Preventing cybercrime is costing Irish businesses up to €630 million annually, a new report by advisory firm Grant Thornton suggests.
Data breaches and the penetrable nature of the modern technology-led business have been highlighted in recent years. The report’s findings suggest there has been little, if any, change, with notifications of security breaches rising 36% as of 2012.
The report also indicates that cybersecurity incidents are mostly under-reported to the Data Protection Commissioner because these companies fear damaging their reputation if they disclose failure on their part.
It might be surprising to find however, that the majority of points of origins for identity fraud, online scams, cybertheft and cyberextortion originate from outside of the Ireland itself.

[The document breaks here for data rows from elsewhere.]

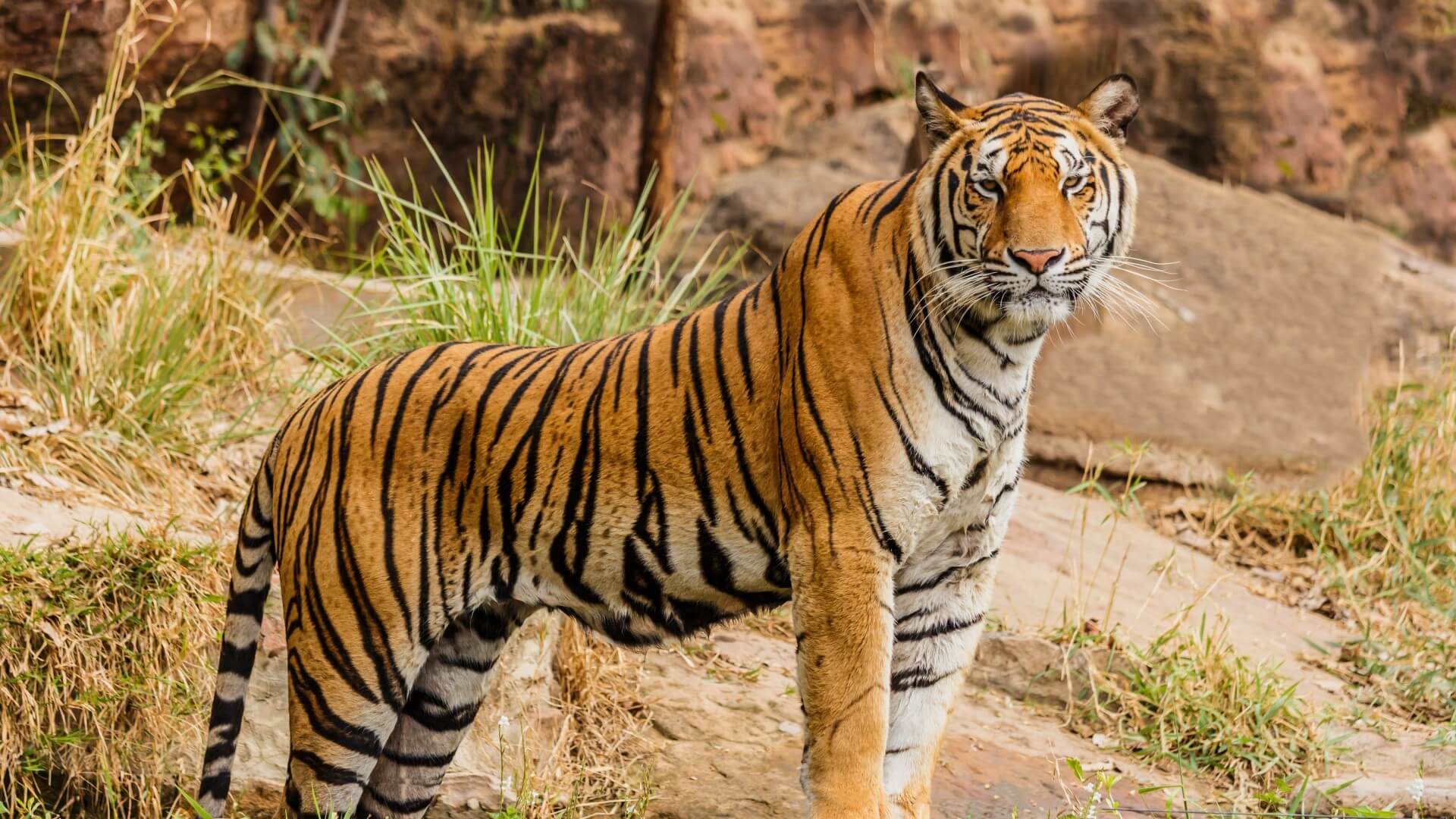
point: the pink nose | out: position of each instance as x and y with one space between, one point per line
1036 261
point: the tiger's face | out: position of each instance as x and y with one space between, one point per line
1028 202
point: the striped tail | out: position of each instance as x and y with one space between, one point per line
253 569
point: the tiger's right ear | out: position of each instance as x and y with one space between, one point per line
940 112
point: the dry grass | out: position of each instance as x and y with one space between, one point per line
598 764
1193 703
104 659
1378 550
134 337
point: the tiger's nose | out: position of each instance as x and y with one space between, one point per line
1037 261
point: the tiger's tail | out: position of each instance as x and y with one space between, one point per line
253 570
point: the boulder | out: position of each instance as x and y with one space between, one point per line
1254 354
1258 353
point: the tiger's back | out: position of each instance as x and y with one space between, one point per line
848 433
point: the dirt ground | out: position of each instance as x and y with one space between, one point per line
724 729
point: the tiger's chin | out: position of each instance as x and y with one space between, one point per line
1037 308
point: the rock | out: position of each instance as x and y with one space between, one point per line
1257 357
769 205
1273 373
1033 670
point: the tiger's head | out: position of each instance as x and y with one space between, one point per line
1024 202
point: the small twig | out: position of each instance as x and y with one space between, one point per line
331 44
261 71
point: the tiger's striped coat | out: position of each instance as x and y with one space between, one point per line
846 435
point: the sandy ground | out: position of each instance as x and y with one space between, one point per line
726 720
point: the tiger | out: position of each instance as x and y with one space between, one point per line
846 435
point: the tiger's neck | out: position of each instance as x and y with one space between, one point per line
856 322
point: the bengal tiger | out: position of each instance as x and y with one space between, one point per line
848 435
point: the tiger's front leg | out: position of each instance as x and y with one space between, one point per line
843 621
941 604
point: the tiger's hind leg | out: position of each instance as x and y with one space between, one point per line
338 726
438 713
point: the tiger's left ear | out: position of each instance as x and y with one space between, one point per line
1112 105
940 112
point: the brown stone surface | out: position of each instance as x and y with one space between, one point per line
1346 104
1257 354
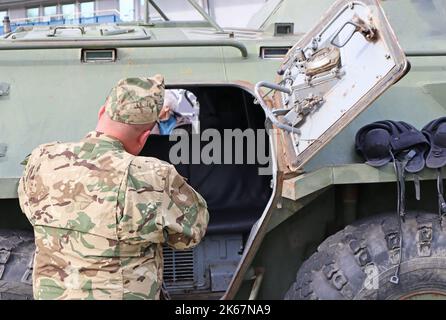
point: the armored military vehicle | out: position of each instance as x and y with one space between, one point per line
322 224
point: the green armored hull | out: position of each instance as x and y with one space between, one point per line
54 79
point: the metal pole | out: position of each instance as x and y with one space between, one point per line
6 24
146 12
207 17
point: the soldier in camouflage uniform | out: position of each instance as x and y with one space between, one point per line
100 213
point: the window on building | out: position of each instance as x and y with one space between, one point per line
127 10
32 14
50 13
3 14
87 9
68 11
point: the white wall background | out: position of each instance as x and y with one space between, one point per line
227 13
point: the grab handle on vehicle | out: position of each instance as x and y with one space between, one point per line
269 114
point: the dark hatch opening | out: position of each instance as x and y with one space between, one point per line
235 193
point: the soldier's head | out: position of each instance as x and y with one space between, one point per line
131 111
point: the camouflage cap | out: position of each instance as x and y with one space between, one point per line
136 100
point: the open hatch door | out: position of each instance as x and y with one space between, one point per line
331 75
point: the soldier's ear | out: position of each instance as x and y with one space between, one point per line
101 112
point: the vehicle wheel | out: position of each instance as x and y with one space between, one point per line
360 261
16 261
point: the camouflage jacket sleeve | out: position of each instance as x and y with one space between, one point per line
23 198
159 206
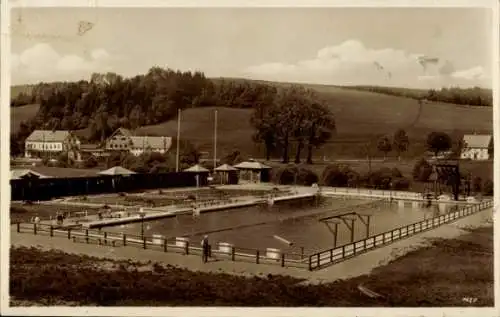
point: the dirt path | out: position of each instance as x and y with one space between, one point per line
359 265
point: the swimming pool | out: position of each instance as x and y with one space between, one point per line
256 227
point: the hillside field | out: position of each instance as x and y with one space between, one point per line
359 116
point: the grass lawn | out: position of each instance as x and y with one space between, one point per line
442 274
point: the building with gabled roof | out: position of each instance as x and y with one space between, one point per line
51 143
125 140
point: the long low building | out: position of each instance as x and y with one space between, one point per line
124 140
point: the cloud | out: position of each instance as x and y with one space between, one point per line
351 63
473 73
42 62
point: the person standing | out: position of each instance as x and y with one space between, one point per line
205 249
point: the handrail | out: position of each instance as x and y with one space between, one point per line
162 243
334 255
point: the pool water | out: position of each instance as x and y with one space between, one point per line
256 227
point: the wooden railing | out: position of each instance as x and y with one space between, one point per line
332 256
229 252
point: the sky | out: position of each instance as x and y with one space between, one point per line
404 47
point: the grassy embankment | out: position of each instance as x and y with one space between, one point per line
441 274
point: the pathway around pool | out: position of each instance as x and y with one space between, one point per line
357 266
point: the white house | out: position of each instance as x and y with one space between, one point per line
48 143
141 144
125 140
476 147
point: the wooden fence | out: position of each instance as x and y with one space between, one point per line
221 250
228 252
332 256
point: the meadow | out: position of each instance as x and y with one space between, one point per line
360 116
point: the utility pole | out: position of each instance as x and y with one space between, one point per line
215 141
178 140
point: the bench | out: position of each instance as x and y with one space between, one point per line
98 240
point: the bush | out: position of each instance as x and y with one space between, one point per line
380 179
422 171
396 173
337 175
291 174
488 188
90 162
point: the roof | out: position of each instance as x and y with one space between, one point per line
117 170
22 173
154 142
252 165
477 140
196 168
48 136
225 168
90 147
123 131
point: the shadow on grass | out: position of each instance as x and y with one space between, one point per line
441 274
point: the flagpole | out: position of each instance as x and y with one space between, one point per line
215 141
178 139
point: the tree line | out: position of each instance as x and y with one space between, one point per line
109 101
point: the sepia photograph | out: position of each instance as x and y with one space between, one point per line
247 156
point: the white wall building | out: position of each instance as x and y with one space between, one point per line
48 143
125 140
476 147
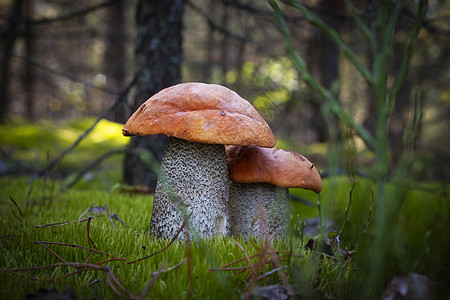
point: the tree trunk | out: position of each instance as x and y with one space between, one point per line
114 59
14 20
158 60
29 76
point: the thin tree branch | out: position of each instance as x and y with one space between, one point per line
116 103
74 14
68 76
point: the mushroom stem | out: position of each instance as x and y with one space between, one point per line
194 177
245 212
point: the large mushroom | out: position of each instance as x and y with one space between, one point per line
199 119
260 179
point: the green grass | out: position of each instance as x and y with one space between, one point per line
417 240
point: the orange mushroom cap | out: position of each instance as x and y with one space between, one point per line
251 164
199 112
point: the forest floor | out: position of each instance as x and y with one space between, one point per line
82 234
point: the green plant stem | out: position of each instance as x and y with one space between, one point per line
334 104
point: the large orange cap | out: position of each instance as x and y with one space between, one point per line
199 112
251 164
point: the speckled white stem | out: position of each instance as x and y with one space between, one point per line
245 213
194 178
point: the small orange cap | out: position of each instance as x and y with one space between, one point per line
251 164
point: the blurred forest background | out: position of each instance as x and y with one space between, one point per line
63 60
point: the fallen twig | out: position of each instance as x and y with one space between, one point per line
76 246
63 223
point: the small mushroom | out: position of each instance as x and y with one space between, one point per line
200 119
260 178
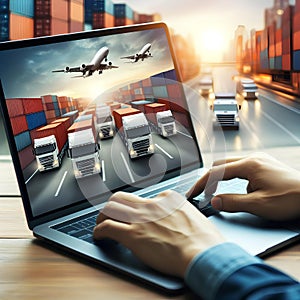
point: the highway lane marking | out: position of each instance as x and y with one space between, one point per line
31 176
127 167
281 104
164 151
60 184
103 170
189 136
282 127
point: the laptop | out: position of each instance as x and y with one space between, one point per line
91 113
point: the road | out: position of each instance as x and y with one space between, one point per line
267 122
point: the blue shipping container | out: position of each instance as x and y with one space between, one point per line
36 120
22 7
22 140
160 92
296 60
4 26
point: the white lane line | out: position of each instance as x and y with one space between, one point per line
282 127
127 167
164 151
189 136
31 176
103 170
60 184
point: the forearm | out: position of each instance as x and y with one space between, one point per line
228 271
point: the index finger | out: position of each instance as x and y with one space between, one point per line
233 168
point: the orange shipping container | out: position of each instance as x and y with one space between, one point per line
20 27
76 9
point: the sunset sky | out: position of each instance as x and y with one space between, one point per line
209 24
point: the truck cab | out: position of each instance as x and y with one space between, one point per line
137 135
225 111
166 123
84 152
46 152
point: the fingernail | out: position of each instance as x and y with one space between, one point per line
216 202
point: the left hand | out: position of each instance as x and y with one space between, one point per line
165 232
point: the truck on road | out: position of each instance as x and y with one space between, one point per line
104 121
134 130
161 120
49 145
84 149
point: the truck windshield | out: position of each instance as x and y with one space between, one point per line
137 132
166 120
44 149
225 107
82 150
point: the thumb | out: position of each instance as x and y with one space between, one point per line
232 202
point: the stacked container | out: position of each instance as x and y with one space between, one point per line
296 37
76 15
123 14
51 107
102 14
51 17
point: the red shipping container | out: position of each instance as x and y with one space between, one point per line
26 157
122 112
15 107
296 40
286 62
56 129
174 91
19 124
32 105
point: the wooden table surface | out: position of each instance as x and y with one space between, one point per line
29 270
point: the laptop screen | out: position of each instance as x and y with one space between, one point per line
92 113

In the total sum of cybercrime cases reported, 55pc of originated from international organised crime gangs, typically operating in countries where regulation is poor.

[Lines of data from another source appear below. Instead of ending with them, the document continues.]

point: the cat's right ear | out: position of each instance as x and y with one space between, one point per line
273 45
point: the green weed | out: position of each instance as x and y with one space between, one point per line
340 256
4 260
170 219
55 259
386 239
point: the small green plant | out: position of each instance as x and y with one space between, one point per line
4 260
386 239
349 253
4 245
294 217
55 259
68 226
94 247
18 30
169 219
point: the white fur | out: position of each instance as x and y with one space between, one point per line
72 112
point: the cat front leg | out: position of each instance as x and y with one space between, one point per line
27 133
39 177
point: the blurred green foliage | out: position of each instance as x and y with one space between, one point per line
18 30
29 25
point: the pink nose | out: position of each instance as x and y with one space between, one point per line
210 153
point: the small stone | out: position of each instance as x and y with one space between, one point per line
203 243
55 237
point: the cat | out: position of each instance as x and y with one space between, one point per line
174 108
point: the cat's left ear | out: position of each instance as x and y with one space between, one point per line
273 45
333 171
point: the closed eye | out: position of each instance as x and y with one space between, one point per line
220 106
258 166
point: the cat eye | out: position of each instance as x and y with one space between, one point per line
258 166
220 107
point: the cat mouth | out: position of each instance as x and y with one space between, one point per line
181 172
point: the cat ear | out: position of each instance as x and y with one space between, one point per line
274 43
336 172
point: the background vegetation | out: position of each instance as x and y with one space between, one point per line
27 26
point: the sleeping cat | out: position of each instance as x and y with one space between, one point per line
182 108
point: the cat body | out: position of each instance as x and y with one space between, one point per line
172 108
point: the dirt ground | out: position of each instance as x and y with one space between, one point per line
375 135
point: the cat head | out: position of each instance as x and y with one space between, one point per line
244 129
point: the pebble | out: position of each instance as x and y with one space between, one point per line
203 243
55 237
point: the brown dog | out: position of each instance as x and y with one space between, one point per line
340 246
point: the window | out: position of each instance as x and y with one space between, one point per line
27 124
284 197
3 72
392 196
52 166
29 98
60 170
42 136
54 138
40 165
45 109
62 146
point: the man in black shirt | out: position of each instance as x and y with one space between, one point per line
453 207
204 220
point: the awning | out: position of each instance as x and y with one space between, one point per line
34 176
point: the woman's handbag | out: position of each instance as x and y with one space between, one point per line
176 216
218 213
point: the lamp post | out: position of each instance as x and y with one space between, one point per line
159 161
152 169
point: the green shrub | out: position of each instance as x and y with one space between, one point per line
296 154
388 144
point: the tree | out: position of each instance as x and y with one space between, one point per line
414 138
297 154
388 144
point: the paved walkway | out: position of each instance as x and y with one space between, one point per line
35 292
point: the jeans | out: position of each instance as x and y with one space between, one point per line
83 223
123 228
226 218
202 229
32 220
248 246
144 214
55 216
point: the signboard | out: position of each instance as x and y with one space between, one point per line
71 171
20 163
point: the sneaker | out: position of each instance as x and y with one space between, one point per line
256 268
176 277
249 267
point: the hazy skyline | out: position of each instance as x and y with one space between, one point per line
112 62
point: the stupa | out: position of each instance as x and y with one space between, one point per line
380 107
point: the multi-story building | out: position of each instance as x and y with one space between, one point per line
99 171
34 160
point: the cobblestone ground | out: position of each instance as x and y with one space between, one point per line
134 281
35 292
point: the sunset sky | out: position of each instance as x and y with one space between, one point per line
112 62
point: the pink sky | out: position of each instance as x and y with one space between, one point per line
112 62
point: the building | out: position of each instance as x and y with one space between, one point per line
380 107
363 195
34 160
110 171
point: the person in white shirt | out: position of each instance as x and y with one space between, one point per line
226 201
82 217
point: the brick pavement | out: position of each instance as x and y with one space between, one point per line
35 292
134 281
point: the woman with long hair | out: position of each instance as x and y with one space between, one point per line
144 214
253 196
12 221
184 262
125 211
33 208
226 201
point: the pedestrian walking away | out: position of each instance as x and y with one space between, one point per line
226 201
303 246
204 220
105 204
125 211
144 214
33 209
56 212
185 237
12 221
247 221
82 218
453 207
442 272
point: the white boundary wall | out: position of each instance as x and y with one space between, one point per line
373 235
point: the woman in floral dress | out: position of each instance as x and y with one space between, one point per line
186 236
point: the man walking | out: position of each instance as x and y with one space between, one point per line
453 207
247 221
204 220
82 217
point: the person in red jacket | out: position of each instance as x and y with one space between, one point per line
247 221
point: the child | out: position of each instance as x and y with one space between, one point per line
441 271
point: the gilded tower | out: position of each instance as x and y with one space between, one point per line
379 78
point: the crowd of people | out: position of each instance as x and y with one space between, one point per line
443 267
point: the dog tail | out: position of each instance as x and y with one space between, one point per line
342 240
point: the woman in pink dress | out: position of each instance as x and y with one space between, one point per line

Presenting the report’s findings, Grant Thornton’s Mike Harris said
“Irish businesses continue to leave themselves vulnerable to cyber-criminals, they should be focusing their planned cybersecurity investments on the ability to detect and react to data-security breaches.”
“In the current environment, it is not a question of if an Irish business will be subjected to an online attack but a question of when? The ability of the businesses to detect and react to the attack will be the key factor in limiting the impact. The loss of confidence in a company due to a cybersecurity incident can be devastating, particularly where customer information is lost or client funds compromised.”